Notable Events of the Nineteenth Century eBook

This eBook from the Gutenberg Project consists of approximately 238 pages of information about Notable Events of the Nineteenth Century.

The Third Republic of France has passed its twenty-fifth anniversary, and the German Empire has just celebrated its semi-jubilee.  The French held their fete in September of 1895, and on the eighteenth of the following January all the Fatherland shouted greetings to the grandson of old Wilhelm the Kaiser.  The Gaul and the Teuton have thus agreed to be happy coincidently; but for very different reasons!  The Gaul has his Republic and the Teuton his Empire.  Side by side on the map lie the two great powers, representing in their history and present aspect one of the strongest contrasts to be found in human annals.

What the German Empire is we may permit the Emperor himself, in his recent anniversary address, to explain.  His speech shows that Germany, of all civilized nations, has gone furthest in the direction of unqualified imperialism.  The utterances of Emperor William surpass the speeches of the Czar himself, in avowing all the pretensions and fictions of monarchy in the Middle Ages.  The Hohenzollern potentate openly makes the pretence of governing his subjects by rights and prerogatives in nowise derived from the people, but wholly derived from himself and his grandfather.  Why should Germany be an Empire and France a Republic?  How could such an amazing historical result come into the world?  The French Republic and the new Empire of Germany were not made by generals and kings and politicians in 1870-71.  Indeed, nothing is made by the strutters who are designated with such titles.  The two great powers having their centres at Berlin and Paris have their roots as deep down as the subsoil of the ages.  They grew out of antecedents older than the Crusades, older than Charlemagne, older than Augustus and the Christ.  They came by law—­even if the result has surprised the expectation of mankind.
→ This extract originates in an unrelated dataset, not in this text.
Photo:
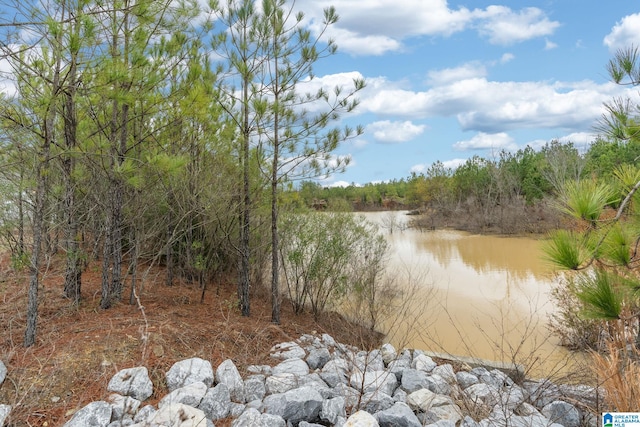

When Caesar made his conquest of Europe, he found the country north of the Alps in the possession of two races—­both Aryan.  These two races were as unlike then as they are now.  The Gauls west of the Rhine were proper material for the reception of Roman rule; but the Germans beyond the Rhine were not receptive of any rule but their own.  The Gallic races became Romanized.  Gaul was a part of the Roman Empire and reasoning from the facts, we should have expected the Gaulish nations to develop into the imperial form.

For like reason we should expect the Teutonic races to develop into the greatest democracy of the modern world.  Contrary to this double expectation, we have a French Republic and a German Empire.  In 1870 the Gallic race became suddenly democratic, and at the same time the Germans became the greatest imperialists among civilized mankind!  The German Empire has arisen where we should have expected a democracy; and the French Republic has arisen where we should have expected an Empire.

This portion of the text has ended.